I think, clearly, TI is our biggest competitor in the infrastructure space. Albeit, the approach we will take, but there is some overlap of course, but the approach we will take is quite different. We are very much radio signal processing, microwave and RF focused. And that's the area where we've been investing very heavily over a last number of years in terms of building out our capabilities.

We also have by the way a very good business with a leadership position in the optical control space, which is a space that uses again our precision portfolio. So there we have probably 50% of the market and we are growing share. And so I think what's been happening in the wireless part of the business is that share has been concentrating into the two or three big suppliers and I think that's going to continue.

Operator

Your next question is from Steve Smigie from Raymond James.

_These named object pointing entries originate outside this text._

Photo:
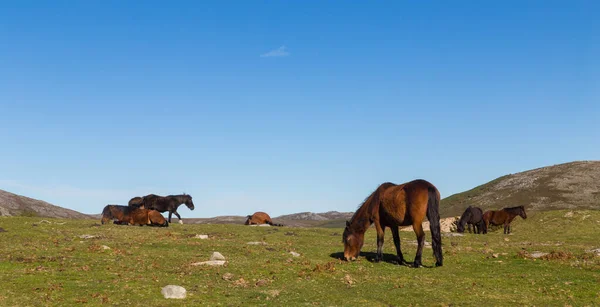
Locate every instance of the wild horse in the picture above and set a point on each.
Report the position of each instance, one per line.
(472, 216)
(503, 217)
(163, 203)
(259, 218)
(392, 205)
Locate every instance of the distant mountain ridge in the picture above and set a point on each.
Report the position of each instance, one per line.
(16, 205)
(573, 185)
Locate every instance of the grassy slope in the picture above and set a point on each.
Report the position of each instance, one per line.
(49, 264)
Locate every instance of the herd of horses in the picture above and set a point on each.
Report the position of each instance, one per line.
(389, 206)
(481, 221)
(147, 210)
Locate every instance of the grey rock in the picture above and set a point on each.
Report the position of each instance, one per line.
(172, 291)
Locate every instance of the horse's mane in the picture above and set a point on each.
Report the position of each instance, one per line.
(511, 209)
(465, 214)
(364, 207)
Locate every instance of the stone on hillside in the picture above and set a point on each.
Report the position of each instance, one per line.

Steve Smigie - Raymond James

I was just wondering on the general DSP business, could Internet of Things potentially be a driver that gets that going to a more significant rate? And if I could just sneak a next one in, as we look at the gross margin, obviously you had pretty nice guide on revenue. And for a lot of my companies I see that gross margin benefit common subsequent quarters, the utilization benefits inventory. So it would be fair to say maybe the July quarter we could actually get some nice benefit on the gross margin side?

Vincent Roche

Well, the first one's an interesting question. I hadn't actually felt of that connection between IoT and DSP, but I believe that the Internet of Things, whatever it becomes, its many things to different people. But it's largely going to be about bringing lot's of real world phenomena into the cloud brain, so to speak, and designing data preference and building new business models around the information and intelligence.

Now, we're in a good position I think as a company to take advantage. We already play in what is emerging as the Internet of Things with industrial customers, healthcare customers, but it's really about the building blocks of sensing, very ultra-low power signal processing and communication. And those are all in need of digital signal processing, whether the processors we have are relevant to those signal processing task or not is a question. But there is a lot of digital signal processing, which leverages the skills and capabilities that we've got in this company on both analog as well as digital signal processing.

Operator

And so we have no further questions at this time.

Ali Husain

All right. So if we have no further questions, I'd like to thank everyone for joining us here tonight and keeping good time as well. Just to remind you that our second quarter FY '14 earnings call is scheduled for May 28, 2014, beginning at 5:00 PM Eastern Time. So thanks again for tuning in everyone. And have a good night.

Operator

Ladies and gentlemen, that concludes today's Analog Devices conference call. You may now disconnect.